Francis Benjamin Johnston
F. Holland Day
Also the Lumière brothers’ first films show and according to rumor (not fact) people ran out of the theatre as the train came into the station.
I’m moving on to the 1900s because this is tiring

1900s
Phew, we made it to the century I am more familiar with.
Okay, late Alfred Stieglitz after he dumps Pictorialism starts to bloom by becoming an advocate for Modernism, particularly European Modernism. He continues his quest advocating for modern art and non fuzzy photography in North America for the next 30 years and makes a beautiful life long portrait of his wife/artist, Georgia O’Keefe
A lot of ethnographic photography happening in this period with Adam Clark Vroman photographing indigenous groups in the US. Also Edward S. Curtis started his long project of photographing tribes for the creation of the publication, The North American Indian. My photography professor said, “Bad Curtis is better than no Curtis.” Curtis edited photos, pre Photoshop, by burnishing out modern machinery, like clocks, on his photogravure plates. Still many are glad the photographs exist at all so that images of ancestors are preserved in perpetuity.

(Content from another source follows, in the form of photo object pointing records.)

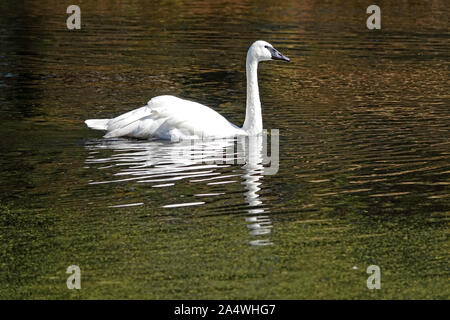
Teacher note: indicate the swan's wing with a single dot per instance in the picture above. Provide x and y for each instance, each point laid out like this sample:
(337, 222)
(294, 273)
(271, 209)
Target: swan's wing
(168, 117)
(189, 118)
(127, 118)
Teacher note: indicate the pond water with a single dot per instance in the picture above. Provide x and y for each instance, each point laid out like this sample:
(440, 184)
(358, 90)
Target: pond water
(363, 178)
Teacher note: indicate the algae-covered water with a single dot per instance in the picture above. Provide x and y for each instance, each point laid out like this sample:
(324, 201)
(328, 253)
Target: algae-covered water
(363, 178)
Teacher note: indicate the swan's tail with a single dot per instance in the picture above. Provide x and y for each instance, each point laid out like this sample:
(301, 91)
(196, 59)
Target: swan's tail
(97, 124)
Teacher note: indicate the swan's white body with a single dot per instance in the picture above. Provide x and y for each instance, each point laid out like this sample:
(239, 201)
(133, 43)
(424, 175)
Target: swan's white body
(169, 117)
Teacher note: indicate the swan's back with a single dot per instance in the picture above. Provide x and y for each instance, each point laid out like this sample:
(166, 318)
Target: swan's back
(169, 117)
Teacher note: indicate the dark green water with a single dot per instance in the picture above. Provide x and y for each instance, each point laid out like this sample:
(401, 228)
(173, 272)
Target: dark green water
(364, 152)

Jacques-Henri Lartigue made snapshots during La Belle Époque
Lewis Hine also starts to photograph children in their work places in major US cities (which was not welcomed by industry). He depicts the hardships of an incredibly vulnerable group of laborers pre child labor laws
This is also when many of the Pictorialists are still working in their Pictorialist approach including the fashion photo work of Baron De Meyer, one of my favorites
Frank Eugene, a Pictorialist, does the unthinkable of scratching negatives (a modernist, photo purist no-no)
Clarence H. White, another Pictorialist
Also, color film is invented in this decade but it’s tricky to use. We continue to document the world in black and white.